As we supposed, after some digging with the customer, we found out that there were different actors for each part of the process. For example, the owner of the data inside the zip was the content manager, the owner of the DB and the searching engine was a system administrator and the owner of the image generation was a digital manager.
The architecture
In this scenario, we realized that decoupling each part of the process would have been very useful. Having independent developments for each process gives us not only a great way to customize every task as desired, but also lets the developer choose the best language to efficiently resolve the task. For example, picking Node.js for downloading, extracting and analyzing the zip file by using streams handles any possible problem of the AWS lambda limitation for temporary space to do the job. But also we were able to decide to use the GD library to manipulate the images on PHP since it’s a very well known tool in Spark.
The architecture looks more or less like this:
All three lambdas were developed in PHP and deployed to AWS using Bref combined with Serverless framework, great tools to configure and deploy serverless applications in PHP. Continuing with the PHP topic here at SparkFabrik we are Laravel fans since its architecture provides great performance, it’s easy to build quality code on top of it, provides great developing tools such as Artisan and also it is supported by a big community. Being that said, we believe that going for a full web framework was like trying to kill a mosquito with a bazooka, so we decided to adopt Lumen the Laravel little brother (but not less bright) whose purpose is to help on the microservices architecture. And that’s exactly our use case.
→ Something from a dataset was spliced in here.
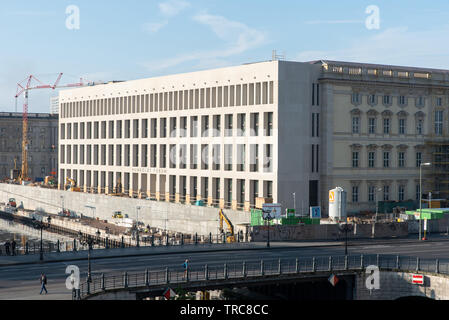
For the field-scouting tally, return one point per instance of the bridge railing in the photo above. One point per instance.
(258, 269)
The communication between each lambda task was done using SQS queues in order to gain fault tolerance in every step. This was achieved by configuring the Serverless framework properly, defining an event on those queues. On a message arrival, AWS triggers an SQSEvent on the corresponding Lambda to process all the newspaper information using all the advantages of Lumen and Eloquent ORM. In case a more complex orchestration is needed, AWS Step functions would be another great tool to use to decide which task goes next.
Conclusion
Splitting a big, complex problem into smaller ones is a great enabler for problem-solving. It allows focusing on more manageable tasks, not taking care of what happened before and what will happen next. Taking this approach in your architecture design will not only let the team choose the best tools to develop a solution for each small problem, but also let you customize different business rules your customer needs.